Segundo a presidente do CRF-RJ, é uma medida que incentiva a automedicação, colocando as pessoas em risco, sem terem a oportunidade de consultar um farmacêutico que possa orientar sobre o uso adequado dos medicamentos. “Medicamentos não são mercadorias que podem ser colocadas em uma gôndola ao lado do caixa ou nas prateleiras ao lado de biscoitos e balas, mesmo que sejam MIPs, pois são isentos de prescrição médica, mas não de risco sanitário, com possibilidades de serem comprados por crianças e adolescentes.”

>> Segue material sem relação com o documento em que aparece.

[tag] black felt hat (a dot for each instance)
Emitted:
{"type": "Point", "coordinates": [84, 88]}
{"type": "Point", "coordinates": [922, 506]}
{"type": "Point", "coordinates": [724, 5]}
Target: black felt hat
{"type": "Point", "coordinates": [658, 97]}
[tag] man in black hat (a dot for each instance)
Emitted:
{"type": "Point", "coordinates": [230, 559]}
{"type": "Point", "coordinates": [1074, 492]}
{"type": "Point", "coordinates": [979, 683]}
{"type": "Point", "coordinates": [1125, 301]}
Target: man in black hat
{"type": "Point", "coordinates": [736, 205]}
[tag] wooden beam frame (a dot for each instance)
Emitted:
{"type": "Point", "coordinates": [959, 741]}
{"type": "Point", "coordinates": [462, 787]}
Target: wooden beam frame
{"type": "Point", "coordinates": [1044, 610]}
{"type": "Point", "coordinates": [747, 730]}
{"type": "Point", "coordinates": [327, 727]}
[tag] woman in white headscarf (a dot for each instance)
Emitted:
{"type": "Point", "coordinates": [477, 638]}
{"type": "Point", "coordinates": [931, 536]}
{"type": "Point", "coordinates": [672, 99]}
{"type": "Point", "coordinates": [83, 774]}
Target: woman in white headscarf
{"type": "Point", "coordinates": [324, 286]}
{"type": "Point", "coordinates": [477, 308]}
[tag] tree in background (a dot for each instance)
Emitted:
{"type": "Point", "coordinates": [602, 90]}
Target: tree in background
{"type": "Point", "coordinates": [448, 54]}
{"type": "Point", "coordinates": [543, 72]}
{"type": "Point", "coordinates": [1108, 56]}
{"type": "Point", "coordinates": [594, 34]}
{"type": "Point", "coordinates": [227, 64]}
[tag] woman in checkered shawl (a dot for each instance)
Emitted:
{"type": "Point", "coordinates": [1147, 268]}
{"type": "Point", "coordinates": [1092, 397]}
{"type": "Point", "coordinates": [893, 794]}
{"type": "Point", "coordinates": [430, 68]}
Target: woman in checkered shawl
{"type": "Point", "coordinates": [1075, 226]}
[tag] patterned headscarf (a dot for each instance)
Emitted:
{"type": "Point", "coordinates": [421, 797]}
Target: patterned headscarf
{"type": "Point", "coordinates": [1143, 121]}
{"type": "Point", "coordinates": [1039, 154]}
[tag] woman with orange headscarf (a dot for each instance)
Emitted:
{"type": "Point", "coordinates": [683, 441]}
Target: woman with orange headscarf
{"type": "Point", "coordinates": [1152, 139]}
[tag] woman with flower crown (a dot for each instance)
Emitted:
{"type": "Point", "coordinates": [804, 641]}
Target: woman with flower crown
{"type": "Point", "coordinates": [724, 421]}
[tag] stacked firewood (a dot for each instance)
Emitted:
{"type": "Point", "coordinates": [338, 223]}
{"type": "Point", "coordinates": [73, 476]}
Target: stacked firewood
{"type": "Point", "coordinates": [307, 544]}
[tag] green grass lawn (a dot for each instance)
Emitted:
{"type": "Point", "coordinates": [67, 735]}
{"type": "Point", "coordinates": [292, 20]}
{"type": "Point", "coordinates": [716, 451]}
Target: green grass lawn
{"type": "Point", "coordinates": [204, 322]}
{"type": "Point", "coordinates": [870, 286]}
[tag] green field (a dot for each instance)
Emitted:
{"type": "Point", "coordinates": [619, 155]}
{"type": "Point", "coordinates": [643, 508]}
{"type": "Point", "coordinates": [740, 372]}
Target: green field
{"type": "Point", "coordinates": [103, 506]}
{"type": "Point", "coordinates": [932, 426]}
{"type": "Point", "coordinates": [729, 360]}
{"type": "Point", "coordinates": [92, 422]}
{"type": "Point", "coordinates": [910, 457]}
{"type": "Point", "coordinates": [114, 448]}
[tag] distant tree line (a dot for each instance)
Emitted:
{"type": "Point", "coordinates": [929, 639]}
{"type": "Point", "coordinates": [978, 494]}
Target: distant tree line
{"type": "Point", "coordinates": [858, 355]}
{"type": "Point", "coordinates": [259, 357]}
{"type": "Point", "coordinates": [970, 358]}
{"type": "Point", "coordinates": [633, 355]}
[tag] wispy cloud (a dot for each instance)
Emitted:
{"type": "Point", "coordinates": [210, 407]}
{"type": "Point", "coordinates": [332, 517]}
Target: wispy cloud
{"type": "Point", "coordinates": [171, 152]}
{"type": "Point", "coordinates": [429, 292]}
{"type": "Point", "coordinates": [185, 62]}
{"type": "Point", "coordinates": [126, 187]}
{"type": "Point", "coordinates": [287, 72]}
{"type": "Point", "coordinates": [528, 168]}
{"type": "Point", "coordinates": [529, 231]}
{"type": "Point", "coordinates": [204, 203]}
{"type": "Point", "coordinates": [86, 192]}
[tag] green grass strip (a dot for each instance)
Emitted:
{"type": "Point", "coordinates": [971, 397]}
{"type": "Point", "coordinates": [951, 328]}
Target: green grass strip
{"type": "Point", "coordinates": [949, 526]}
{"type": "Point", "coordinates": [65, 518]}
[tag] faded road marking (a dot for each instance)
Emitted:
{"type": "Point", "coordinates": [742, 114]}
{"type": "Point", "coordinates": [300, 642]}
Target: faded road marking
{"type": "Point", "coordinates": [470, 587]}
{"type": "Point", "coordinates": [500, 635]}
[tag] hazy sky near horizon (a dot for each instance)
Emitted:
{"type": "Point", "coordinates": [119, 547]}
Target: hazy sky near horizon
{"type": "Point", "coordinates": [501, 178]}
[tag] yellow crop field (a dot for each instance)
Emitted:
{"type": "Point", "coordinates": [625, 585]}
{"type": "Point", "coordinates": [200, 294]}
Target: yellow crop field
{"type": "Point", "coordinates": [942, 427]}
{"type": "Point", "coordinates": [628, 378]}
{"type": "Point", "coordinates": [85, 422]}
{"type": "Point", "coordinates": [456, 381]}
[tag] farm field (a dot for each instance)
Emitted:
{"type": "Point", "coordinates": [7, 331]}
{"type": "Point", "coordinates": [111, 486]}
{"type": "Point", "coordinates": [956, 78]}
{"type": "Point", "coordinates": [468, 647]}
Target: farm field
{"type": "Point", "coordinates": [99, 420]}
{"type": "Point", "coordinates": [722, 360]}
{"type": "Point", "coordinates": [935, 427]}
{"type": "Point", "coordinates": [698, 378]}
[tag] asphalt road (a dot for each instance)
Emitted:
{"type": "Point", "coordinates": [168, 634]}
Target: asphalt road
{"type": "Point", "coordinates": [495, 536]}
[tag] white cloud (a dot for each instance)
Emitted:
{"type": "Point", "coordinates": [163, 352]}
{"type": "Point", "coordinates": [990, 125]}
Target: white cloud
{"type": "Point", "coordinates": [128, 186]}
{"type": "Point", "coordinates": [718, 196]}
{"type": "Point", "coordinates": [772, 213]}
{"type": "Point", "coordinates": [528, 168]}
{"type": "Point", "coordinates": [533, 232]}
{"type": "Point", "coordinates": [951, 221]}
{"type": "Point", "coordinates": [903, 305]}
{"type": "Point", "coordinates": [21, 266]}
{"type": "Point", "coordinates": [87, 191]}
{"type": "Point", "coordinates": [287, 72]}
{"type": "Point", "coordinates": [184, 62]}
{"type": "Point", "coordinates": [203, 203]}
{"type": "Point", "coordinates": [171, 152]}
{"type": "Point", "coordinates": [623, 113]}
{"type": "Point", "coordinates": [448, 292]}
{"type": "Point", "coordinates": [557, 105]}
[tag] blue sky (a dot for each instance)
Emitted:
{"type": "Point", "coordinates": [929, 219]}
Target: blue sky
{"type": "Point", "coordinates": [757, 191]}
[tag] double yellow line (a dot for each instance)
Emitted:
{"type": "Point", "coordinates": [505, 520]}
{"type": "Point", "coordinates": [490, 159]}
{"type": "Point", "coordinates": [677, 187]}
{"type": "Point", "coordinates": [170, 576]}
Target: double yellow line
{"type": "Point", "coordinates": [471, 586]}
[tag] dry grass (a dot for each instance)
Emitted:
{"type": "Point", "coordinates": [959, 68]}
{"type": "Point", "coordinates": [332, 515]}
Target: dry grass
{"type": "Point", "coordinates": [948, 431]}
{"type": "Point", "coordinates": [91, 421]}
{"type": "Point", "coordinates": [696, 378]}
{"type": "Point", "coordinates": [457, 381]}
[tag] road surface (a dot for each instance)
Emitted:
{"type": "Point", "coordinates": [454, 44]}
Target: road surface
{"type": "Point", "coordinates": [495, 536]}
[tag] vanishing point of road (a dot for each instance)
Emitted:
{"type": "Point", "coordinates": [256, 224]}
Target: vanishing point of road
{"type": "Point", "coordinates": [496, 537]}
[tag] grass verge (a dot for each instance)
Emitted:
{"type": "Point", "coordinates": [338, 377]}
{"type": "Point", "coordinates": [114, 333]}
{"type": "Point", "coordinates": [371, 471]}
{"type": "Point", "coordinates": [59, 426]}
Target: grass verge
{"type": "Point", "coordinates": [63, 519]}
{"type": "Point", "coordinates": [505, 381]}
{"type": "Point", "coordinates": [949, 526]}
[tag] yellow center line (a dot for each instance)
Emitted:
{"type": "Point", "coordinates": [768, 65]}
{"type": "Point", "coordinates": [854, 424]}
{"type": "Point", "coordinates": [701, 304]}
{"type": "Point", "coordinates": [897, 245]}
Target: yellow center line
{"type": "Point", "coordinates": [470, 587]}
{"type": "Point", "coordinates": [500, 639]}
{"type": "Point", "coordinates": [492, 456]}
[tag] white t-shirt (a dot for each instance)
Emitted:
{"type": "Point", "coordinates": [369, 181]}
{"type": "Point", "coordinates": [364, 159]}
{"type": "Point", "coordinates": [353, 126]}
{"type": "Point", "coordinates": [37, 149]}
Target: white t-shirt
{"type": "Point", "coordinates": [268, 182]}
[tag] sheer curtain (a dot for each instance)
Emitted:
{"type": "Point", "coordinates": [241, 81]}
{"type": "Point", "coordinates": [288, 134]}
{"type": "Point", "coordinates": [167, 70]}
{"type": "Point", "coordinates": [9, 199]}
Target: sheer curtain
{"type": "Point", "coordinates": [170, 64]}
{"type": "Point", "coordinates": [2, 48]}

Risco sanitário varia de um MIP para outro
De acordo com Tania, os medicamentos, para serem considerados isentos de prescrição, precisam obedecer a certos critérios determinados pela Anvisa, que envolvem a segurança, o baixo potencial de causar danos à saúde, entre tantos outros.
“Como os princípios ativos são diversos, conforme descritos em instrução normativa, não podemos dizer que todo MIP é igual. Além disso, as reações adversas que podem ocorrer, as interações com outros medicamentos e alimentos e a presença de doenças ou comorbidades interferem diretamente nos resultados terapêuticos. Logo, os MIPs são diferentes e precisam de acompanhamento durante seu uso”, destaca Tania.
Para Tania, a “motivação econômica” para se colocar MIP em supermercado cria uma desigualdade entre os usuários dos medicamentos isentos de prescrição dispensados em farmácias e os que serão vendidos nos supermercados ou em qualquer local definido por uma medida provisória ou um projeto de lei.
Por fim, vale destacar que entre as quatro regras de ouro para o uso responsável de MIPs criadas pela Associação Brasileira da Indústria de Medicamentos Isentos de Prescrição (Abimip) está “escolher somente medicamentos isentos de prescrição médica, de preferência com a ajuda de um farmacêutico”.